Les enjeux de l’impeachment contre Biden

Chronique dans "L'Obs", le 20.12.23

A moins d’un an de l’élection présidentielle, les républicains s’efforcent de lier président Biden au business et au passé sulfureux de son fils Hunter. Bien que le dossier soit vide, sa récupération politique ne fait que commencer. Ma nouvelle chronique dans « L’Obs », publiée le 20 décembre 2023.

Le fils de Joe Biden, âgé de 53 ans, n’a jamais nié, en effet, ses problèmes passés d’addiction – qui lui valent aujourd’hui des poursuites pour détention illégale d’une arme à feu – et surtout d’évasion et de fraude fiscales (1,4 million de dollars non versés au fisc entre 2016 et 2019) alors qu’il menait un train de vie luxueux. Il risque deux procès. Ce passé sulfureux lui a valu le qualificatif ironique de « fils que Donald Trump n’a jamais eu » de la part de l’animateur de télévision Jimmy Kimmel.

Mais ce qu’Hunter Biden dément aujourd’hui avec force, ce sont les accusations à l’encontre de son père portées par les élus républicains de la Chambre des Représentants, qui viennent à l’unanimité de voter l’ouverture d’une procédure de destitution. Ils reprochent à Joe Biden d’avoir facilité, par sa position et ses réseaux, lorsqu’il était vice-président de Barack Obama (de 2009 à 2017), le business de son fils en Chine et en Ukraine (conseil juridique, lobbying, participation à des conseils de direction d’entreprises, notamment dans le secteur gazier, etc.). Ils estiment également que l’actuel président des Etats-Unis s’est enrichi grâce à ces affaires et notamment qu’il a touché des pots-de-vin ukrainiens.

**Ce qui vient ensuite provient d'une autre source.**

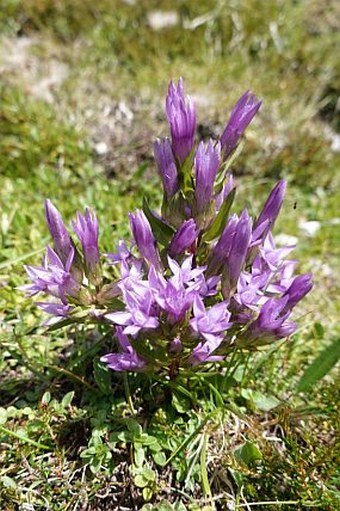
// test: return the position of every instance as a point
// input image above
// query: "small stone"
(310, 228)
(162, 19)
(101, 148)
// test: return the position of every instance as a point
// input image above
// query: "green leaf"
(179, 506)
(134, 428)
(139, 456)
(102, 376)
(140, 481)
(147, 493)
(46, 398)
(149, 474)
(216, 227)
(67, 399)
(261, 401)
(164, 505)
(162, 231)
(181, 404)
(247, 453)
(95, 465)
(159, 458)
(321, 366)
(185, 174)
(3, 415)
(8, 482)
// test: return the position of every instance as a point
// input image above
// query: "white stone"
(310, 228)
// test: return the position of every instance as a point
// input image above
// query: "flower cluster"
(195, 282)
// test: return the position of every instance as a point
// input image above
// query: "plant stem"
(24, 439)
(128, 394)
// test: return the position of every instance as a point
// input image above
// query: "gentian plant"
(195, 282)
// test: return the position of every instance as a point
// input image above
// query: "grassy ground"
(82, 87)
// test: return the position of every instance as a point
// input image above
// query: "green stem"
(128, 394)
(203, 463)
(24, 439)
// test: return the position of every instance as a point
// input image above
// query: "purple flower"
(184, 238)
(238, 252)
(207, 160)
(181, 116)
(86, 228)
(144, 237)
(270, 324)
(122, 254)
(240, 117)
(227, 188)
(53, 278)
(167, 166)
(223, 246)
(58, 310)
(61, 238)
(210, 324)
(272, 206)
(300, 286)
(127, 360)
(139, 313)
(174, 298)
(175, 347)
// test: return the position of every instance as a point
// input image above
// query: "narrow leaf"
(162, 231)
(216, 227)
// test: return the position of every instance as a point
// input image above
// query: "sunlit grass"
(284, 52)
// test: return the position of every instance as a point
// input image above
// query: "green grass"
(251, 438)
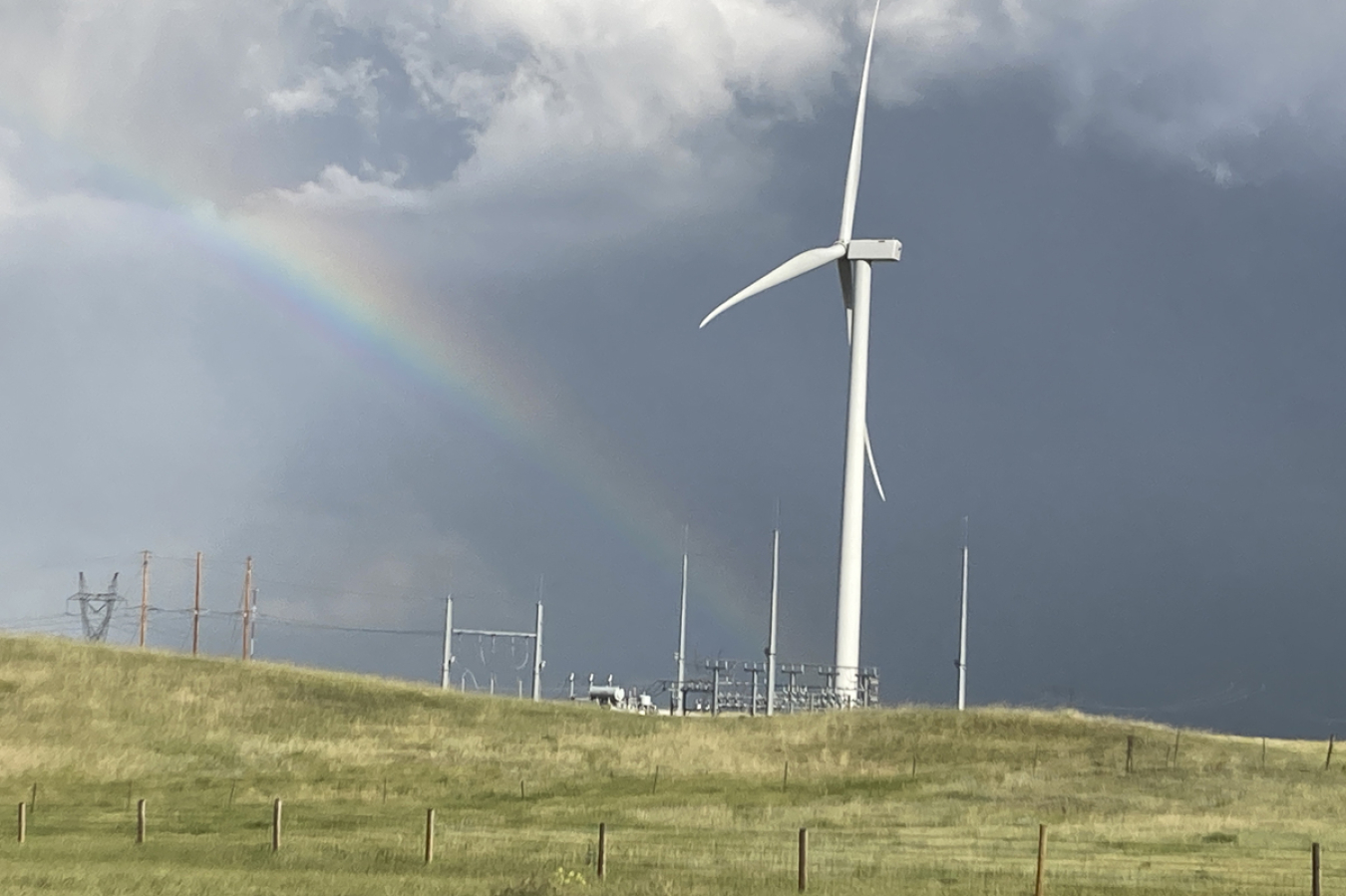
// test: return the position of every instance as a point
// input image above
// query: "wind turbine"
(853, 260)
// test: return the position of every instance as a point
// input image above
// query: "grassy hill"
(908, 799)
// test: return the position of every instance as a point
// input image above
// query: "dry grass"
(210, 742)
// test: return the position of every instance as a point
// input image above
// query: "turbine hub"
(873, 250)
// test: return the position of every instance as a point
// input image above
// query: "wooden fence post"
(1042, 858)
(602, 850)
(804, 858)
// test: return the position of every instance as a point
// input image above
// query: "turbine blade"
(852, 172)
(846, 287)
(801, 264)
(873, 467)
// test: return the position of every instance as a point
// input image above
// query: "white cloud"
(175, 91)
(338, 188)
(322, 92)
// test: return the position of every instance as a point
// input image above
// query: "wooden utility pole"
(804, 858)
(1042, 860)
(246, 604)
(195, 611)
(602, 850)
(145, 593)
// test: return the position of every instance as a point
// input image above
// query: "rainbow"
(365, 303)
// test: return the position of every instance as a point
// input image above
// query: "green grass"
(208, 743)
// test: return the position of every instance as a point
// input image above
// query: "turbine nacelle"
(873, 250)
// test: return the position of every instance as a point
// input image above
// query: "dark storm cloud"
(1112, 341)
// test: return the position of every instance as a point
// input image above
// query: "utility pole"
(537, 649)
(770, 642)
(962, 626)
(449, 635)
(252, 627)
(246, 595)
(195, 611)
(145, 593)
(681, 637)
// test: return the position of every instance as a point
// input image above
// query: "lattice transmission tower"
(96, 608)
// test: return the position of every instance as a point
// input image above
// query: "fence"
(361, 827)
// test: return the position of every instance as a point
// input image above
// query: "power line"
(300, 623)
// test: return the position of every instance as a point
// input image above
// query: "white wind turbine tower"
(853, 258)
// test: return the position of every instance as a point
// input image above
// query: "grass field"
(692, 806)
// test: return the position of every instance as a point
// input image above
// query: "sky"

La Maison-Blanche déplore ce qu’elle nomme une « combine politique » des républicains. Hunter Biden se dit prêt à exposer les faits, mais refuse d’être entendu à huis clos par les parlementaires ; il veut une audience publique.

Les républicains avaient commencé, hors de tout cadre formel, leurs investigations il y a près d’un an. La procédure de mise en accusation leur permet d’accélérer le calendrier et d’enquêter plus en profondeur sur la famille Biden. Ils le feront tout le temps que durera la campagne présidentielle, pour fragiliser le président, candidat à sa réélection en novembre 2024.

Et ce, même si, comme c’est hautement probable, l’impeachment ne sera pas voté par le Sénat, à majorité démocrate. La Chambre des Représentants, désormais trumpisée et dirigée depuis fin octobre par l’extrémiste Mike Johnson, est un organe politique, pas judiciaire. L’appréciation de ce qui est « impeachable » lui revient.

De fait, ce qui compte, ce n’est pas ce qu’il y a dans le dossier contre Joe Biden (il est vide), mais le récit qui en est fait. Ce qui est en jeu, c’est l’instrumentalisation politique du business et de la vie du fils – presque – prodigue, Hunter.

Cette récupération a trois objectifs : d’une part, en entretenant la confusion entre les comportements à scandale et potentiellement délictueux de son fils et les siens, laisser entendre que Joe Biden est malhonnête ; d’autre part, minimiser les deux procédures d’impeachment contre Trump (qui, elles, reposaient, on le sait, sur des accusations extrêmement graves et solides) ; enfin, faire oublier les « affaires » et les 91 chefs d’inculpation visant l’ancien président et les procès qui l’attendent dès les premiers mois de 2024.

Cette stratégie fonctionne, en partie, en dehors de l’électorat démocrate, tant l’opinion publique est politiquement polarisée. Ainsi, un sondage effectué en octobre par The Associated Press et le NORC Center for Public Affairs Research, relayé par le « Washington Post », indique que 35 % des adultes américains croient que Joe Biden a agi illégalement dans les affaires de son fils, et 30 % qu’il n’a rien fait de mal.

De plus et surtout, une majorité d’Américaines et d’Américains se disent aujourd’hui opposés à une destitution de Biden. Les chiffres étaient – pour ses propres procédures d’impeachment – et sont – pour les inculpations en cours – bien moins favorables pour Trump. Les républicains doivent le garder en tête.

Selon l’élu républicain du Kentucky James Comer, qui dirige la commission de surveillance à la Chambre, « la corruption est à son plus haut niveau » dans la famille Biden. Avec Jim Jordan, élu de l’Ohio à la tête la commission judiciaire, ils supervisent l’enquête parlementaire tout en la feuilletonnant. Il leur faudra tenir en haleine l’opinion, épisode après épisode, et pour cela, ils ont besoin de nouveaux éléments en continu. Ou bien ils les inventeront, avec un Donald Trump qui, tel un mauvais génie dictant sa loi, leur parle dans l’oreillette.